Visual Basic has always had its own libraries. Classes in this library generally fell into one of three categories:
- VB Language support
- Legacy functions needed by upgraded VB 6 applications
- Convenience functions
The language support handles things such as dynamic typing (C# has a similar library). These are not meant to be used directly so there’s not much more to say about them. Likewise, the legacy functions are only important to very old applications.
The convenience functions are the topic of this article. This functionality was originally created by the VB team to enable faster application development. For example, say you want to copy a directory. Using normal .NET code, you would have to write a recursive function that walks the directory copying each file and recursively processing subdirectories.
If using VB (or referencing VB’s library from C#), you can simply call FileSystem.CopyDirectory. Not only is this much easier for novices, professionals can save a lot of time by using these abstractions.
Some of these methods even expose OS functionality that is missing from the rest of the .NET library.
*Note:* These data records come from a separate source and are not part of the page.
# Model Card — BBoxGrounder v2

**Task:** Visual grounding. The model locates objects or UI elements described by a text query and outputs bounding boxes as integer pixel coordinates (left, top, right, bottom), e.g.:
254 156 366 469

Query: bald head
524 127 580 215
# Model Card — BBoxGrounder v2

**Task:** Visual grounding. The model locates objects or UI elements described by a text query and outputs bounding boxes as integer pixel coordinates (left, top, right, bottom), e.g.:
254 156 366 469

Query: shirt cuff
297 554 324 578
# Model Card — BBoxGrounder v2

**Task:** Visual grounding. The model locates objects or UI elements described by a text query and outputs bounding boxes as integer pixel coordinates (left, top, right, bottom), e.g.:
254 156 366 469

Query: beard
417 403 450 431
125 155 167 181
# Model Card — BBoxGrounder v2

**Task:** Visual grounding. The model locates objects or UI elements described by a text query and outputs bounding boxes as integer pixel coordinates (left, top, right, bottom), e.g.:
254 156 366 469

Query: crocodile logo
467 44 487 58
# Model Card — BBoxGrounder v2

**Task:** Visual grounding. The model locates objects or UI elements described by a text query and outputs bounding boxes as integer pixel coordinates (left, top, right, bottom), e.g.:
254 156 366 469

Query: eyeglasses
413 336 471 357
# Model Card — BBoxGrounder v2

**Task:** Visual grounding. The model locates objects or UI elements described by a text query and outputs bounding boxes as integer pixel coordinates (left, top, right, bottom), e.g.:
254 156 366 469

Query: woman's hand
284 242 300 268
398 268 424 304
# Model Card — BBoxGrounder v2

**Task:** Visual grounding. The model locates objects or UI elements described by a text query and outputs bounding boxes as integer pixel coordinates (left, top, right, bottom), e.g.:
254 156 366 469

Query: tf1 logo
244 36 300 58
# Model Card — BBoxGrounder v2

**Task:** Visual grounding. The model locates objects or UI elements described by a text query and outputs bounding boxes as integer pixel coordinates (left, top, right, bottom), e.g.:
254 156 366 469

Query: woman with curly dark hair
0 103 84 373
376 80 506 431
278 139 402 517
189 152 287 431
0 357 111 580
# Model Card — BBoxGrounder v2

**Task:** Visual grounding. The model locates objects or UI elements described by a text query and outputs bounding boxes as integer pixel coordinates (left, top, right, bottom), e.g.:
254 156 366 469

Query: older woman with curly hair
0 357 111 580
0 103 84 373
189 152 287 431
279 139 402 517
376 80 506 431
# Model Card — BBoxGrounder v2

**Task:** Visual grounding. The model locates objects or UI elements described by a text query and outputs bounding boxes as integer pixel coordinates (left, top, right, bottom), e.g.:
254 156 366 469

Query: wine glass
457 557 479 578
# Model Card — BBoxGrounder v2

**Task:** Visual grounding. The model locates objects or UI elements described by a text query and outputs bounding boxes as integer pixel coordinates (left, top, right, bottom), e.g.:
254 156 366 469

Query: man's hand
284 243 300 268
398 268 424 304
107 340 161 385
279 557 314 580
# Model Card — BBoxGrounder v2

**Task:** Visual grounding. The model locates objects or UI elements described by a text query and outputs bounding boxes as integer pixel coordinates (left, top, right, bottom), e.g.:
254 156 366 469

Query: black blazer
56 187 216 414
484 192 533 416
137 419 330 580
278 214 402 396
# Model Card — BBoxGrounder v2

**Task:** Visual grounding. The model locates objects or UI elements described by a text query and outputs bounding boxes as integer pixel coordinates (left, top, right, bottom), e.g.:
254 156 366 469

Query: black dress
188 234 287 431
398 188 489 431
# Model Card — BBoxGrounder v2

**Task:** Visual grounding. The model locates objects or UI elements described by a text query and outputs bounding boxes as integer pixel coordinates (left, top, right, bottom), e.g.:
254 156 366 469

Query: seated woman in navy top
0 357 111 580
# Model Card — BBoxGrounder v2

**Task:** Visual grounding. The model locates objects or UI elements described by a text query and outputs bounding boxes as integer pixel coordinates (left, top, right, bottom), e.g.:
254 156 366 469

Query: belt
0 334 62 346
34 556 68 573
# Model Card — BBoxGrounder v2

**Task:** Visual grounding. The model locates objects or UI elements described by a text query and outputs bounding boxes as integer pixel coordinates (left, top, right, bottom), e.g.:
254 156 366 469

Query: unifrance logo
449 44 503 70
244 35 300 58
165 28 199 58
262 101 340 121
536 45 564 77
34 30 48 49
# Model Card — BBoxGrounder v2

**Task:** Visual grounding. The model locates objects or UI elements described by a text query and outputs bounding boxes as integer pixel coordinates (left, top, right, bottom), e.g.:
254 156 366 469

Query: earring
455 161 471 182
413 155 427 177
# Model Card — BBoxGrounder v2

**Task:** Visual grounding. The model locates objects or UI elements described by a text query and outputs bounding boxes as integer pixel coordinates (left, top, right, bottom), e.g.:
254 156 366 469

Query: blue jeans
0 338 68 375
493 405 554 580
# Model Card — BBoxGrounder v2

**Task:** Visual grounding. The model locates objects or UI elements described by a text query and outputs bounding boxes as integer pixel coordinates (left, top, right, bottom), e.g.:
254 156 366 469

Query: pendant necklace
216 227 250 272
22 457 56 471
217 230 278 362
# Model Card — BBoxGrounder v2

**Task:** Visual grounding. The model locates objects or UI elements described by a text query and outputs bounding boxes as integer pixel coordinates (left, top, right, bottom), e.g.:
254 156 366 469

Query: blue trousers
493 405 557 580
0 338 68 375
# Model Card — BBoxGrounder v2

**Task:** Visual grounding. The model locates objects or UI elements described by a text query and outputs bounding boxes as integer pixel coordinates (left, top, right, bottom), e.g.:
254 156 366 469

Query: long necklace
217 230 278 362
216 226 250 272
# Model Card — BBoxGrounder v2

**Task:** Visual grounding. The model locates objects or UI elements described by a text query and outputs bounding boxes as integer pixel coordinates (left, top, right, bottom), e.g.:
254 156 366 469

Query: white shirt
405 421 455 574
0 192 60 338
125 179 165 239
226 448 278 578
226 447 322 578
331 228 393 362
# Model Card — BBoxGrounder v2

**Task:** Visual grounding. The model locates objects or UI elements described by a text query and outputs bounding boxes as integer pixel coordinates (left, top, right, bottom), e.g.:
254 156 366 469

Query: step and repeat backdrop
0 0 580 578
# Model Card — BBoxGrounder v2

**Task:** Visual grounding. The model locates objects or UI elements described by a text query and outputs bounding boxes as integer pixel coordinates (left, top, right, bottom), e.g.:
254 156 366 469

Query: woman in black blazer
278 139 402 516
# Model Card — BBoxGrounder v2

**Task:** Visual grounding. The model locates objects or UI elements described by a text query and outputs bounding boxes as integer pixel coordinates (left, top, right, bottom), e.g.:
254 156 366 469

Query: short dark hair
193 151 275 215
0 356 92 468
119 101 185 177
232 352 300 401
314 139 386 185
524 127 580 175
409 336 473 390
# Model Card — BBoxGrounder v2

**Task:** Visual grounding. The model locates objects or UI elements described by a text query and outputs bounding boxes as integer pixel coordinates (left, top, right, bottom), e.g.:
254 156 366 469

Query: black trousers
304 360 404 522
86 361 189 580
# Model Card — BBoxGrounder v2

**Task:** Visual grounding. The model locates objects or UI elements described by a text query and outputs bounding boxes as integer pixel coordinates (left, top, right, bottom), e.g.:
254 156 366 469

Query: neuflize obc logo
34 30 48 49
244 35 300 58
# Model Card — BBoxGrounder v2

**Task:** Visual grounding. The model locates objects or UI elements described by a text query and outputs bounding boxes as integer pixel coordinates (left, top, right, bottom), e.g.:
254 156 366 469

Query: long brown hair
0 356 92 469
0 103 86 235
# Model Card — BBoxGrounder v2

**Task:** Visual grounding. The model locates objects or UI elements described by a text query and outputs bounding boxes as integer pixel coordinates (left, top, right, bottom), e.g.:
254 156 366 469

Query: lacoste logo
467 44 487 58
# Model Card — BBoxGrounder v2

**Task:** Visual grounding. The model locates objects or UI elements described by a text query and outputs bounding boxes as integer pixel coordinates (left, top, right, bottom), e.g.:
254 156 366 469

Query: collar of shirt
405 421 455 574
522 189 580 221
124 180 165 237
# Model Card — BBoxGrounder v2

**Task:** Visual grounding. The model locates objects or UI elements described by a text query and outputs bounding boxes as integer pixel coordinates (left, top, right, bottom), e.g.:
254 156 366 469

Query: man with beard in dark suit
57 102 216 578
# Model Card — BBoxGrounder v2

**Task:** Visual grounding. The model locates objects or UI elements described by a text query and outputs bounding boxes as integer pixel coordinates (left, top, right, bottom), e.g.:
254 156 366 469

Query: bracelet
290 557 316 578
Say you wanted to send files to the Windows recycle bin when deleting them. Without using the Visual Basic library, you need to write about 150 lines of Win32 p/invoke code. The same is true if you want to display the Windows file operation progress bar.
One could argue that these methods should have been in main .NET libraries. But for whatever reason they were segregated into the Microsoft.VisualBasic library. And since VB was considered low priority, much of it wasn’t included in the initial releases of .NET Core.
With .NET Core 3.0, many of these missing functions are being ported, but not all of them will be cross-platform. Shell operations (e.g. recycle bin, file progress bar) are not available on Linux so those will throw a PlatformNotSupported exception.
Along with the FileIO functionality there is the TextFieldParser. This is an RFC compliant CSV parser that can also handle fixed-width files.